CHE BELLEZZA!
COMENZÓ de nuevo el tren su marcha, se vio el caserío de Marsella por entre la bruma de la mañana, el Mediterráneo apareció verdoso, blanquecino, y el campo cubierto de escarcha.
—¡Qué horror! ¡Qué tiempo! —exclamó Laura estremeciéndose—. Cada vez me hace más daño el frío.
Vino el mozo del comedor y llenó dos tazas de café con leche. Laura se quitó los guantes y tomó entre sus manos blancas el tazón caliente.
—¡Oh, qué gusto! —dijo.
César comenzó a sorber el líquido hirviendo.
—No sé cómo puedes resistir. Está abrasando.
—Así se calienta uno —repuso César indiferente.
Laura comenzó a tomar el café a cucharadas. En esto entró en el comedor un caballero alto, rubio, y una señora joven, preciosa, los dos a cual más elegantes. El hombre saludó a Laura con gran ceremonia.
—¿Quién es? —preguntó César.
—Es el hijo segundo de lord Marchmont, que se ha casado con una millonaria yanqui.
—¿Le conoces de Roma?
—No. Le conocí en Florencia el año pasado, y me hizo la corte de una manera un tanto atrevida.
—Sí, te mira mucho.
—Es capaz de pensar que voy de aventura contigo.
—Quizá. Y ella es una mujer espléndida.
—¡Ya lo creo! Es una preciosidad. Casi es demasiado bonita. No tiene carácter, no tiene aire de raza.

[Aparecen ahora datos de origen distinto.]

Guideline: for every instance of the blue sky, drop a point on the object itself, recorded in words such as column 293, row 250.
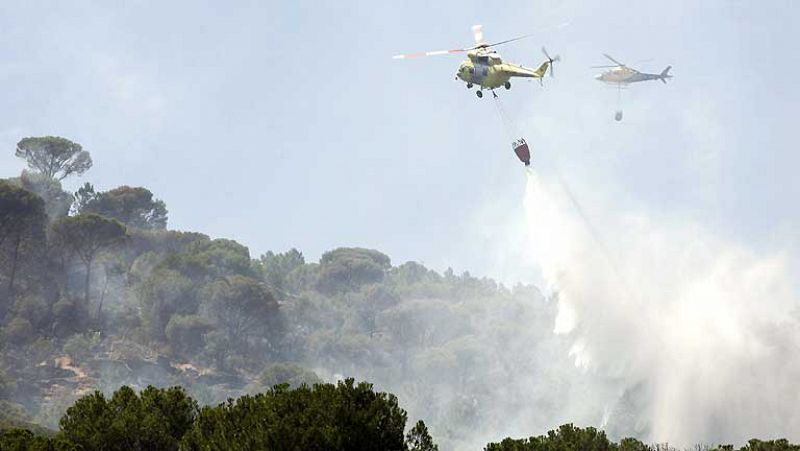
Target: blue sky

—Parece que no hay gran entusiasmo entre ellos.
—No, no se entienden. Bueno, mira, paga y vámonos Viene ya mucha gente. Se levantó Laura y luego César. Ella dejó, al pasar, el ruido de sus enaguas de seda. Los viajeros la contemplaron con admiración.
—Creo que esa gente me envidia —dijo César filosóficamente.
—Es muy posible, bambino —repuso ella riendo.
Entraron los dos en su departamento. El tren pasaba a la carrera por la costa. El mar verdoso y el ciclo anubarrado se extendían hasta cerrar el horizonte. En Tolón seguía el mal tiempo; un poco más lejos salió el sol, pálido, entre la niebla, rodeado de un halo amarillento; rápidamente la niebla se deshizo y el sol brillante iluminó el campo cubierto de nieve.
—¡Oh! Che bellezza! —exclamó Laura.
La nieve, compacta, pura, acababa de cuajar. Las vides rompían simétricamente este manto blanco como bandadas de cuervos posadas en la tierra, los pinos levantaban su ramaje redondo, y los cipreses, secos y estrechos, se destacaban negrísimos entre tanta blancura.
Al pasar por Hyeres, al desviarse el tren de la orilla, cortando por tierra adentro, se comenzaron a ver durante algún tiempo montes nevados, ceñudos, y el sol desapareció entre las nubes; pero al salir de nuevo hacia el mar por San Rafael, como si estuviera preparado un efecto de teatro, apareció el Mediterráneo, azul, inundado de sol, lleno de luces y de reflejos. El cielo se extendía sobre el mar, radiante, sin una nube, sin una neblina.
—¡Qué maravilla! ¡Qué belleza! —exclamó de nuevo Laura, contemplando con emoción el paisaje—. ¡Qué benditas tierras estas del sol!
—No tienen más inconveniente que los hombres que viven aquí son un poco vagos —dijo César.
—¡Ca!
El aire había templado; sobre la superficie del mar se extendían los meandros de espuma plateada, formados por el batir de las olas; la reverberación del sol en las aguas inquietas arrancaba reflejos y rayos, espadas flamígeras que turbaban la vista.
El tren parecía resoplar alegremente al sumergirse en aquel ambiente suave y voluptuoso; las palmeras de Cannes iban surgiendo como una promesa de felicidad, y la Costa Azul comenzaba a mostrar su belleza luminosa y espléndida.
César, cansado de tanta luz, sacó del bolsillo un libro: el Manual del especulador en la Bolsa, de Proudhon, y se puso a leerlo atentamente y a marcar los pasajes que le parecían interesantes.